Eli ist ein egozentrischer, schrulliger Kerl, ...

"Ich stellte das Drehbuch fertig, fand eine Produktionsfirma, und Berlusconi wurde als Steuerbetrüger verurteilt. Das Leben war voller Hoffnung" (S. 119)

Eli ist ein egozentrischer, schrulliger Kerl, knapp über 60, mutmaßlicher Erfolgsregisseur und sein Lebensmittelpunkt scheinen seine Besuche bei der "Dottoressa" zu sein.
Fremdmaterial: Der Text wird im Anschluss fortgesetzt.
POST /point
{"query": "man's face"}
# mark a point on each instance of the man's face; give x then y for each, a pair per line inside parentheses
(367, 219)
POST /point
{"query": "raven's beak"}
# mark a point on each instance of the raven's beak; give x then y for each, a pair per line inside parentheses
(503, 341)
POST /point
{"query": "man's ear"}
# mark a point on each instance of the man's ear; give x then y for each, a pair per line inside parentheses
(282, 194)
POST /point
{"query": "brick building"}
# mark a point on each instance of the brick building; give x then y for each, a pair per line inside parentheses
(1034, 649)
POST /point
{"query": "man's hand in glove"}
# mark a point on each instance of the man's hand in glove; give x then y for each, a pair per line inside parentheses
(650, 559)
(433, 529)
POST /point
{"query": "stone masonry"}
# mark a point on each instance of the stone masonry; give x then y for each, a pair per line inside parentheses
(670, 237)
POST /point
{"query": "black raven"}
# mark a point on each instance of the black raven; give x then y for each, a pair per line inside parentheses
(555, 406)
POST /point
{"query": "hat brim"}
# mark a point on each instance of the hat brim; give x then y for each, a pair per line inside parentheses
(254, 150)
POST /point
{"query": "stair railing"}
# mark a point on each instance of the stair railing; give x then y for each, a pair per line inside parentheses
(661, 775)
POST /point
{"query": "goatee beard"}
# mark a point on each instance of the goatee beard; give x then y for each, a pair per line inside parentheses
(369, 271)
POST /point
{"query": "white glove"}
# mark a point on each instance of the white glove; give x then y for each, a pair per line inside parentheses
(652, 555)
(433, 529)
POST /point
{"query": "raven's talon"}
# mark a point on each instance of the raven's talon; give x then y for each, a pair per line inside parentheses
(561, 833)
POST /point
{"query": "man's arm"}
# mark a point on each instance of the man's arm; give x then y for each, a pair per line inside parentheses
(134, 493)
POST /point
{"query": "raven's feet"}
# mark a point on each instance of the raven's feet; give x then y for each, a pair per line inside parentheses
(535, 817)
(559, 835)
Ihr erzählt er in fantastischen Bildern und nicht immer ganz glaubhaft seine Lebensgeschichte und seine persönlichen Qualen . Dabei nimmt er uns mit in eine bewegte Familiengeschichte: über seinen Großvater Lew, der mit seinen beiden Kindern Vera und Felix aus Moskau flieht, Vera geht dabei verloren und am bulgarischen, zukünftigen Goldstrand gelandet, will er die Hoffnung immer noch nicht aufgeben, seine Tochter doch noch zu finden. Während der Vater Lew ein karges Leben führt, verwirklicht Felix - Elis künftiger Vater - seinen Traum und wird Architekt, kehrt an den Goldstrand zurück, um ihm architektonisch zu Glanzzeiten zu verhelfen. Dort trifft er auf die Italienerin Francesca, die schließlich Elis Mutter wird. Doch da ein uneheliches Kind für deren Eltern eine Schande ist, muss Eli bei den Großeltern aufwachsen. So nimmt die erzählte Geschichte ihren Lauf und wird zu dem großen Film, den Eli niemals drehte.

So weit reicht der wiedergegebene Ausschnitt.